新たな高みを目指して約1年をかけ自らのスタイルを見つめ直した渾身の力作がここに誕生

INTERVIEW

――昨年から今年にかけて、かなりたくさんのフェスに出演しましたね。

タナカヒロキ:僕ら、結成当初からフェスに出たいと思ってやってきたので、やっぱり無意識にテンションが上がりますね、フェスは。

――とくに印象に残ったフェスは?

タナカ:2008年ですけど、<RISING SUN ROCK FESTIVAL 2008>ですね。もともと出たかったフェスでもあるんで、出させてもらってうれしかったし、あそこはフェスとして独特の空気があるような気がするんです。お客さんもそうだし、ステージも、ほかの対バンさんも。
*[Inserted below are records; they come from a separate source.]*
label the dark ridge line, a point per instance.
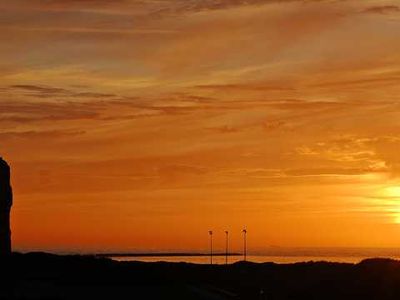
(174, 254)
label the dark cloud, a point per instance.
(44, 91)
(33, 134)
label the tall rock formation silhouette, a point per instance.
(5, 207)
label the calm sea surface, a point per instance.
(252, 258)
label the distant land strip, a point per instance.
(163, 254)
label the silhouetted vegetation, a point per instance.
(46, 276)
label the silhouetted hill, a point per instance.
(46, 276)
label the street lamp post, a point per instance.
(226, 246)
(244, 244)
(210, 233)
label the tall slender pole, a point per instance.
(226, 247)
(244, 244)
(210, 233)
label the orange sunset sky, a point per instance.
(137, 125)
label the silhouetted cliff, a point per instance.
(5, 207)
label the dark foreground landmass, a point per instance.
(45, 276)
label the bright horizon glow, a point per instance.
(178, 117)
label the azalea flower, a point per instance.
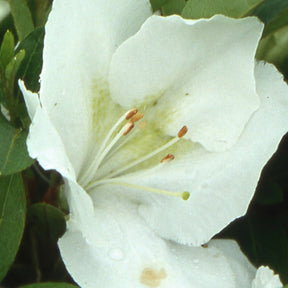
(160, 134)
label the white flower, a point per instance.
(196, 96)
(265, 278)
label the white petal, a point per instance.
(265, 278)
(243, 270)
(80, 39)
(221, 184)
(31, 99)
(121, 251)
(45, 145)
(195, 73)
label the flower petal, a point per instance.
(221, 184)
(265, 278)
(191, 78)
(122, 251)
(76, 60)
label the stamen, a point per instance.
(131, 113)
(183, 195)
(174, 140)
(167, 158)
(129, 126)
(98, 159)
(137, 117)
(182, 131)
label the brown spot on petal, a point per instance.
(151, 277)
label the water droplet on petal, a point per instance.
(116, 254)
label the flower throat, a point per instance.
(111, 144)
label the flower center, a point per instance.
(117, 137)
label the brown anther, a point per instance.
(167, 158)
(131, 113)
(137, 117)
(129, 127)
(142, 125)
(182, 131)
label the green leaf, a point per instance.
(269, 9)
(47, 221)
(196, 9)
(13, 151)
(49, 285)
(273, 49)
(6, 50)
(263, 237)
(13, 66)
(31, 66)
(277, 23)
(22, 18)
(173, 7)
(12, 219)
(157, 4)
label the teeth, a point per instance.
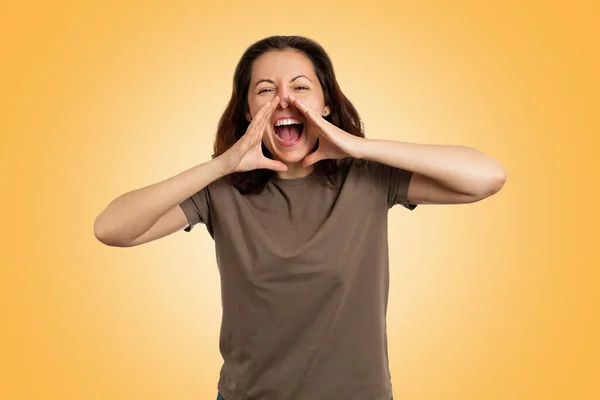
(287, 121)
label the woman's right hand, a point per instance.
(246, 154)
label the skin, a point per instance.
(281, 67)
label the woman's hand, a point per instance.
(246, 154)
(334, 143)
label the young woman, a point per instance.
(296, 200)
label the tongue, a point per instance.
(288, 133)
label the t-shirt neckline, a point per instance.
(294, 181)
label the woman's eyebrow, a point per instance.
(291, 80)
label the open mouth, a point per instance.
(289, 135)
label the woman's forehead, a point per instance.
(284, 64)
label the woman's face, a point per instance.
(282, 73)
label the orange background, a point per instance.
(492, 300)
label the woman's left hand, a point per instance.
(334, 143)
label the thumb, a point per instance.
(313, 158)
(274, 165)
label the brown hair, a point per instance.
(233, 123)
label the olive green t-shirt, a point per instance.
(304, 273)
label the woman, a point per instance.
(296, 200)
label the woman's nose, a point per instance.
(283, 95)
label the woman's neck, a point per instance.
(295, 170)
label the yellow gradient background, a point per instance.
(492, 300)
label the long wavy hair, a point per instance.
(233, 124)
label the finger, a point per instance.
(306, 110)
(263, 117)
(273, 165)
(313, 158)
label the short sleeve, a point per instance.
(197, 209)
(392, 182)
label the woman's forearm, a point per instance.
(462, 169)
(133, 213)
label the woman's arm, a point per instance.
(135, 213)
(442, 174)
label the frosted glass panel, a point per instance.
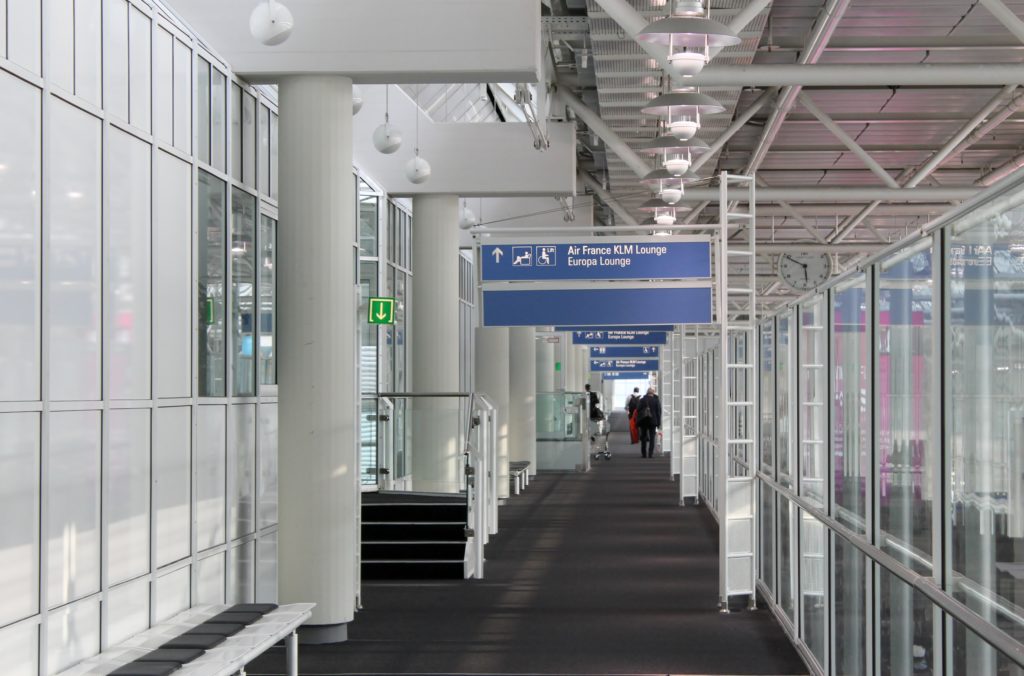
(266, 569)
(172, 593)
(74, 204)
(244, 471)
(210, 475)
(163, 97)
(267, 484)
(60, 44)
(73, 492)
(139, 57)
(210, 580)
(203, 110)
(172, 238)
(182, 96)
(19, 536)
(126, 495)
(240, 579)
(116, 45)
(72, 635)
(249, 139)
(171, 482)
(23, 33)
(19, 229)
(128, 267)
(19, 647)
(87, 49)
(127, 610)
(218, 101)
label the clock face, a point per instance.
(804, 271)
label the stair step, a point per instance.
(400, 552)
(413, 571)
(414, 512)
(391, 532)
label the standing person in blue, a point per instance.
(648, 420)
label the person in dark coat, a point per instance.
(648, 420)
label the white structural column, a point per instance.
(565, 352)
(316, 352)
(436, 458)
(522, 395)
(492, 373)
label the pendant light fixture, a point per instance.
(356, 99)
(676, 156)
(417, 169)
(387, 138)
(681, 112)
(688, 33)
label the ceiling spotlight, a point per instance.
(467, 218)
(270, 23)
(417, 170)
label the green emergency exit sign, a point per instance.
(382, 310)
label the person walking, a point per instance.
(631, 409)
(648, 414)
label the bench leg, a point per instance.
(292, 653)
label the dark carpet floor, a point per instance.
(591, 574)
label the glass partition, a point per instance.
(212, 205)
(985, 336)
(244, 291)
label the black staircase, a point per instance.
(409, 536)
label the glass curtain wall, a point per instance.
(133, 177)
(899, 414)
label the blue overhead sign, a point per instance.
(645, 351)
(597, 258)
(624, 365)
(645, 327)
(624, 375)
(624, 337)
(593, 306)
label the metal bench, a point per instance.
(227, 657)
(519, 474)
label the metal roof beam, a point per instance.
(611, 140)
(838, 76)
(1006, 16)
(847, 140)
(606, 198)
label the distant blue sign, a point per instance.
(624, 337)
(645, 327)
(598, 258)
(638, 352)
(624, 365)
(596, 306)
(624, 375)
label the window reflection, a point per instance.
(267, 300)
(243, 291)
(212, 212)
(986, 424)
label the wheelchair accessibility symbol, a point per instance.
(522, 256)
(546, 256)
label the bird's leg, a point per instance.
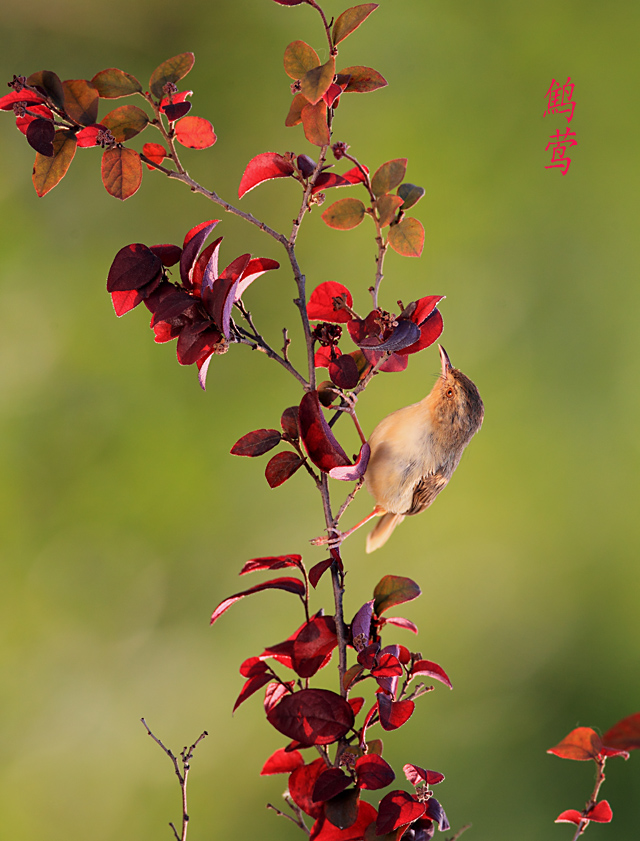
(339, 536)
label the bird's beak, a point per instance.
(446, 362)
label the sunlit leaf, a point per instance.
(121, 172)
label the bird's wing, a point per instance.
(426, 490)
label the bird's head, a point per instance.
(455, 403)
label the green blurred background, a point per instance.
(124, 520)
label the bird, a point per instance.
(415, 450)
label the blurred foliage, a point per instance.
(124, 520)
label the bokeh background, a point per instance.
(124, 521)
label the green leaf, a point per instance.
(315, 82)
(411, 194)
(392, 590)
(350, 20)
(388, 176)
(121, 172)
(407, 237)
(113, 83)
(344, 214)
(314, 123)
(50, 84)
(363, 79)
(81, 101)
(125, 122)
(171, 70)
(47, 172)
(299, 58)
(387, 208)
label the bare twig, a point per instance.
(181, 768)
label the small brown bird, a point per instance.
(415, 450)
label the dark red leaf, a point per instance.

アサカワヒロ:僕は長崎の<Sky Jamboree'09>が印象に残ってます。出身が熊本なんで、高校生の時にお客さんとして見に行ってたフェスなんです。そのステージに立ってライヴができたっていうのは感動でしたね。今まではお客さん側から見ていたけど、初めてステージからの景色を見られたし。

ヤマモトシンタロウ:僕はB'zさんが出てた去年の<SUMMER SONIC>。B'zさんは、僕がバンドを始めたころからずっと聴いててコピーしたりしてたんです。中学生のときにドームに見に行ったこともあるし、最近でも名古屋とかで見たんですけど、フェスでのB'zはやっぱり特別で、もうとんでもなかった。他のアーティストさんとは盛り上がり方も違ってましたね。やっぱりそういう憧れのアーティストと一緒に出るって特別な感じでした。

カナタタケヒロ:<SPACE SHOWER SWEET LOVE SHOWER 2008>ですかね。ステージから落ちちゃったんで(笑)。その日コンタクトレンズを忘れちゃって、メガネだと吹っ飛ぶだけだから、もう裸眼でやったんです。ステージの前に行って盛り上げようと思ったら前の端がわからなくて落ちちゃった。

――ケガはしなかったの?

カナタ:しました、ステージに戻るときに(笑)。ステージが意外に高かったんで這い上がるのが大変だったんです。気付いたら足が血だらけ(笑)。

――今回の2ndアルバム『Mother ship』は1年がかりで完成したそうですが、曲作りはフェスやライヴの合間に?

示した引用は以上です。